A bad patient experience with telehealth can blunt adoption regardless of the incentives for developers and doctors. Griffin Mulcahey, chief compliance officer at Wheel Health Inc., of Austin, Texas, said during a recent webinar that users of these digital health apps and telemedicine programs may need assistance to get up to speed on an application, a critical effort that may make the difference between success and failure in telehealth.
Mulcahey was one of several who spoke on the webinar hosted by Fiscalnote of Washington, which took up the question of how digital health will play out as the COVID-19 pandemic eases. Chandni Mathur, senior industry analyst at the San Antonio, Texas office of Frost & Sullivan, said developers might lose track of the patient-user experience in the rush to ensure compliance with federal regulations and to bring payers into the conversation. An overly tight focus on those two areas can lead to blind spots when it comes to designing an interface that users – particularly older Medicare beneficiaries – will not find off-putting, Mathur said.
Mulcahey said a user may who is not particularly adept at information technology may need an intervention in the mold of a ‘Geek Squad’ model. This might be critical to ensuring that the physician-patient relationship is able to traverse “the last mile in digital health.”
“That investment in the last mile will be the payoff that allows these tools and technologies to be used by everyone,” Mulcahey said, but there is still the nagging question of who will cover the cost of that implementation. While payers may be reluctant, those costs might seem vanishingly small in many instances relative to the benefits. One such instance is the savings associated with allowing the elderly to “age in place” rather than be admitted to a skilled nursing facility or another congregate living arrangement, he said.
Adoption leveling off, baseline higher
Christina Silcox, a policy fellow at the Duke-Margolis Center for Health Policy, said that while the sharp increase in telehealth use seen in 2020 has leveled off, the baseline of use is now higher than prior to February 2020. That baseline is unlikely to recede to pre-pandemic levels, although Silcox observed that some medical specialties and services lend themselves more readily to telehealth. One problem for health care professionals is that the equipment and software needed still presents an uncertain economic footprint on the practice of medicine.
Mental and behavioral health are two areas in which telehealth might make serious inroads in the months and years ahead, Silcox said, a particularly salient consideration as the opioid epidemic surges anew. As for artificial intelligence (AI), “machine learning doesn’t actually work that well” when a new disease arrives, for understandable reasons, she stated. Some algorithms were useful in predicting the spread of the SARS-CoV-2 virus, but there were few, if any algorithms that were helpful in predicting patient outcomes. The base of data is close to sufficient in terms of volume and quality that some adaptive algorithms are making a difference in patient care, however.
Mulcahey said the Health Insurance Portability and Accountability Act of 1996 is directed to both privacy and patient access to their own health information, but controversies over privacy have swamped the access question in recent years. Nonetheless, users are more focused on accessing their data than on privacy matters and may be willing to waive some restrictions on how to access those data. This puts the onus on entities that store and deliver the patient data to ensure their practices are in strict regulatory compliance and are resistant to cybersecurity issues, which applies to remote patient monitoring systems as well. Developers of the associated software apps must be wary of data sharing practices that cross an ethical or regulatory line, Mulcahey said.
Karen Howard, director of the science, technology and analytics office at the U.S. Government Accountability Office, said AI’s reliance on large sets of de-identified patient data presents its own easily forgotten hazards. De-identified data can be obtained without consent in some circumstances, but patients and users of digital health apps are not always aware that de-identified data can be re-identified, a predicament which suggests that the Health Insurance Portability and Accountability Act (HIPAA) is in need of a statutory refresh. Howard said the need for a national approach to update privacy standards is highlighted by the chaos that ensues when several of the 50 U.S. states undertake their own privacy legislation.
Old-school tech to the rescue
While there is little statutory support for coverage of audio-only telehealth, the importance of this mode was highlighted by the roll-out of vaccination programs for the COVID-19 pandemic.

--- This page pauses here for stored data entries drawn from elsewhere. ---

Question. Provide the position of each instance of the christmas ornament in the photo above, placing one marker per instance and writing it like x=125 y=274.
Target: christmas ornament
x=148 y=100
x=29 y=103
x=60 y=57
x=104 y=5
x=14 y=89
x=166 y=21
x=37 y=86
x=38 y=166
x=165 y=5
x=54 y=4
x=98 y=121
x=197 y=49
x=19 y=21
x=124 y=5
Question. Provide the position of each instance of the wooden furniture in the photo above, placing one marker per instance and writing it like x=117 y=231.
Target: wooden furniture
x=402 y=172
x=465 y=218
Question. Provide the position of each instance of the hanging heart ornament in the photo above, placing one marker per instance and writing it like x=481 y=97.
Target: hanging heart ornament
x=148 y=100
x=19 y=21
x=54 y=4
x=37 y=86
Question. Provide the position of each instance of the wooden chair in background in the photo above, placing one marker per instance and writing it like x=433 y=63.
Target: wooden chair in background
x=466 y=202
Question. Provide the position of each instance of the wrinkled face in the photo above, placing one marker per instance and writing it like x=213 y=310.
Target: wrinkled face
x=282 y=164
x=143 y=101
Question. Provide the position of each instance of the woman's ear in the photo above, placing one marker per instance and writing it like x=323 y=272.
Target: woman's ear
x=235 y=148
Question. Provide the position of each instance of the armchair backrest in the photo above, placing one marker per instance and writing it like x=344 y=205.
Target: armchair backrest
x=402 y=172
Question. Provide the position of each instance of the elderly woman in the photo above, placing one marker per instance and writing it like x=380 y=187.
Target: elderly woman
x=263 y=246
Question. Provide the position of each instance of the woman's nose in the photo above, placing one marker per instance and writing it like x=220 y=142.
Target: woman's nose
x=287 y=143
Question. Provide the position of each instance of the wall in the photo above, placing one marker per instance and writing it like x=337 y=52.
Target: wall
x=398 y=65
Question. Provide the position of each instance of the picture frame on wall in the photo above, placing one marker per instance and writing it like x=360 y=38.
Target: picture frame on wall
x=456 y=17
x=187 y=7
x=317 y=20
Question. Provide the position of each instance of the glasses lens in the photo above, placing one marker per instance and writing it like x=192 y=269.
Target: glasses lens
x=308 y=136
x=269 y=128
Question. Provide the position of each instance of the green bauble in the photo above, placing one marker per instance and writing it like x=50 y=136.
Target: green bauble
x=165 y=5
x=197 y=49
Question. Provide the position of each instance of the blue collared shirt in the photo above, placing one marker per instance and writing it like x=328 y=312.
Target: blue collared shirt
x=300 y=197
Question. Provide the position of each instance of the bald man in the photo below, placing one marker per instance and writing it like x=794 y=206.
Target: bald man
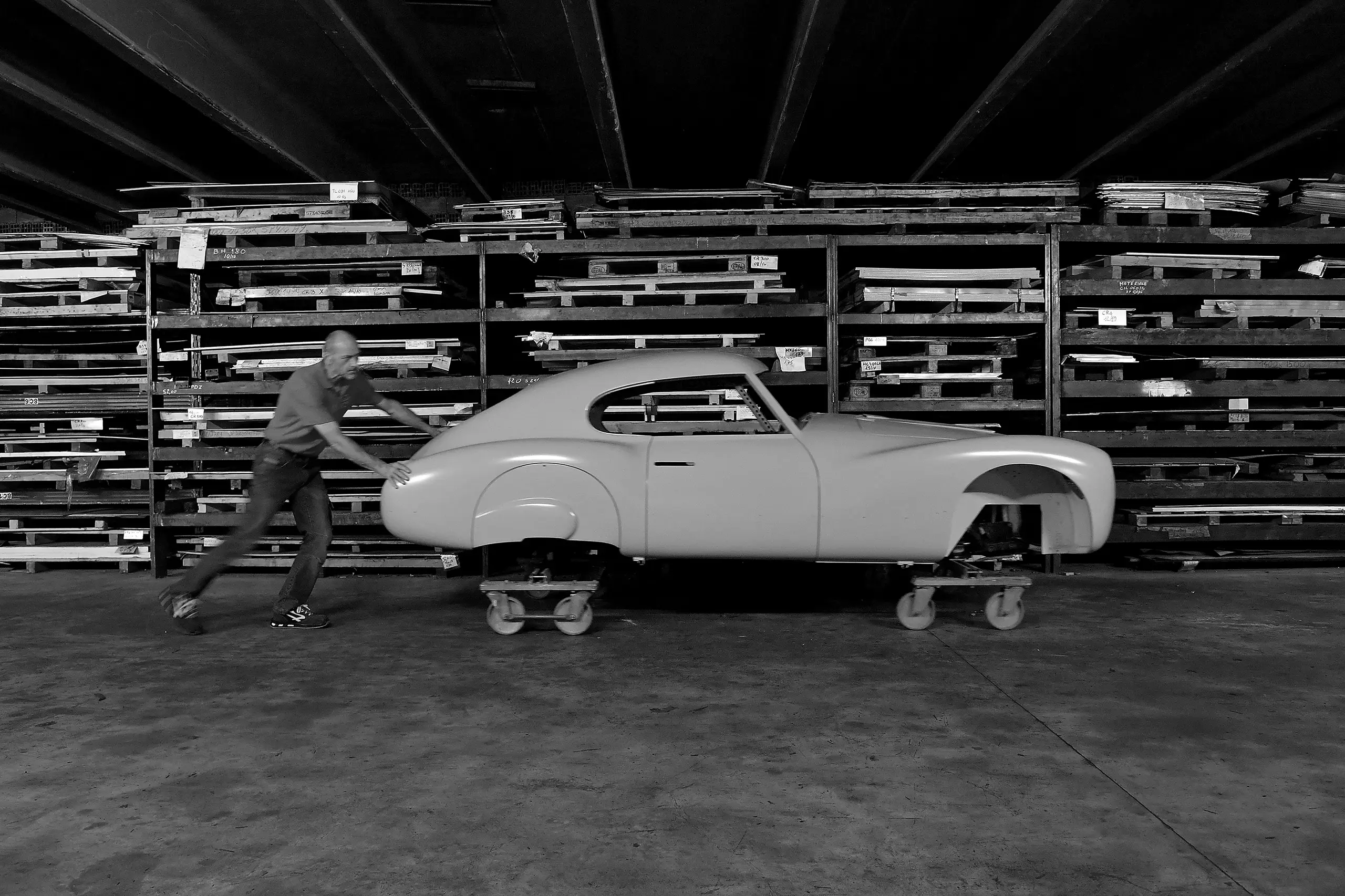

Howard said many state and local authorities had set up vaccination registration systems online, and were surprised to discover that the first group eligible for vaccination, the elderly, were not signing up in the expected numbers.
“The shocking thing is that they were surprised by this,” Howard said, adding that some state and local authorities ultimately resorted to calling seniors on the phone about vaccination, which boosted uptake to 80% in this highly vulnerable demographic. That problem underscores the notion that telehealth tools must set new standards for user-friendliness and accessibility, particularly for the elderly and the cognitively impaired, “or they won’t be used, and we’ll have a large segment of our population left out.”
Mulcahey said the question of payment parity between in-person and telehealth appointments should account for the prospect that there are efficiencies in telehealth that are not available to in-person care. Administrators of high-deductible plans might also want to consider tweaking their cost sharing approaches to telehealth if they want to reduce overall spending down the line, given that a high out-of-pocket telehealth spend for plan enrollees may drive more patients back to the clinical setting, even for services that can be ably handled via telehealth.